With both installed, use --io-backend auto to automatically select the best available.

Usage

Command Line

Enable fast IO in the calculate_returns.py script:

# Use polars backend
python scripts/calculate_returns.py \
    --assets data/selected/core_global.csv \
    --prices-dir data/processed/tradeable_prices \
    --output outputs/returns.csv \
    --io-backend polars

# Use pyarrow backend
python scripts/calculate_returns.py \
    --assets data/selected/core_global.csv \
    --prices-dir data/processed/tradeable_prices \
    --output outputs/returns.csv \
    --io-backend pyarrow

# Automatically select best available backend
python scripts/calculate_returns.py \
    --assets data/selected/core_global.csv \
    --prices-dir data/processed/tradeable_prices \
    --output outputs/returns.csv \
    --io-backend auto

# Use pandas (default, no installation needed)
python scripts/calculate_returns.py \
    --assets data/selected/core_global.csv \
    --prices-dir data/processed/tradeable_prices \
    --output outputs/returns.csv \
    --io-backend pandas

Programmatic Usage

from portfolio_management.analytics.returns.loaders import PriceLoader
from portfolio_management.data.io.fast_io import read_csv_fast, get_available_backends

# Check which backends are available
available = get_available_backends()
print(f"Available backends: {available}")
# Output: ['pandas', 'polars', 'pyarrow']

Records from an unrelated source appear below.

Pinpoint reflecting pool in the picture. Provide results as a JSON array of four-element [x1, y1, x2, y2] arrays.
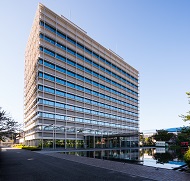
[[61, 148, 185, 169]]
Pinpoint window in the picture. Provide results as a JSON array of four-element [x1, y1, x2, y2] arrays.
[[67, 82, 75, 88], [67, 48, 76, 56], [77, 42, 84, 50], [44, 61, 55, 69], [44, 74, 55, 81], [44, 48, 55, 57], [67, 59, 76, 66], [85, 47, 92, 54], [56, 42, 66, 50], [56, 66, 66, 73], [57, 31, 66, 39], [67, 37, 76, 45], [77, 53, 84, 60], [56, 78, 66, 85], [56, 90, 65, 97], [56, 54, 66, 62]]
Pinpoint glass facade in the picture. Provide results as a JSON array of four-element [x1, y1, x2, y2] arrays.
[[24, 4, 139, 148]]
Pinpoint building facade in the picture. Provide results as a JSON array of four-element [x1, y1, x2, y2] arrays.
[[24, 4, 139, 148]]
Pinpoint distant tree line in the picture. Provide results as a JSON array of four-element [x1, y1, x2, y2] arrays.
[[0, 107, 21, 141]]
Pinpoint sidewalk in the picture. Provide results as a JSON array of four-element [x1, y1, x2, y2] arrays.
[[37, 151, 190, 181]]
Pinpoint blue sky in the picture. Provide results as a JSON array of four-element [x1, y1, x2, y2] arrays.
[[0, 0, 190, 130]]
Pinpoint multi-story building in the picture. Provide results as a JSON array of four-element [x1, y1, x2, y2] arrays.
[[24, 4, 139, 148]]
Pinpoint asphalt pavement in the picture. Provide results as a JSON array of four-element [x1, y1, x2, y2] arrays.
[[0, 148, 151, 181]]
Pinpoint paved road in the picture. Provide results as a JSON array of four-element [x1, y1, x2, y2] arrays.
[[0, 148, 150, 181]]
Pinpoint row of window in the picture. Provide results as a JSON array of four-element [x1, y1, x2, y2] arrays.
[[38, 72, 138, 103], [39, 99, 137, 121], [40, 34, 138, 89], [39, 59, 138, 96], [38, 112, 138, 130], [38, 85, 138, 111], [40, 21, 138, 82]]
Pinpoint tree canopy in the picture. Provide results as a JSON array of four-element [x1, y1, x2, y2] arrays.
[[152, 129, 174, 141], [0, 108, 19, 141], [180, 92, 190, 121]]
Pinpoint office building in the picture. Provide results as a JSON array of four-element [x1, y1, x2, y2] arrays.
[[24, 4, 139, 148]]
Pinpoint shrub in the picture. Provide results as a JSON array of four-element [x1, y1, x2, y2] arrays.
[[22, 146, 41, 151], [184, 150, 190, 168]]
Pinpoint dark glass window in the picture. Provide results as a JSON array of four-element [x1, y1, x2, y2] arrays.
[[67, 48, 76, 55], [67, 37, 76, 45], [57, 31, 66, 39], [56, 54, 66, 62]]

# Create PriceLoader with fast IO backend
loader = PriceLoader(
    max_workers=4,
    cache_size=1000,
    io_backend='polars'  # or 'pyarrow', 'auto', 'pandas'
)

# Read single CSV with fast backend
df = read_csv_fast('prices.csv', backend='polars')

# Auto-select best backend
df = read_csv_fast('prices.csv', backend='auto')

Environment Variable (Future Enhancement)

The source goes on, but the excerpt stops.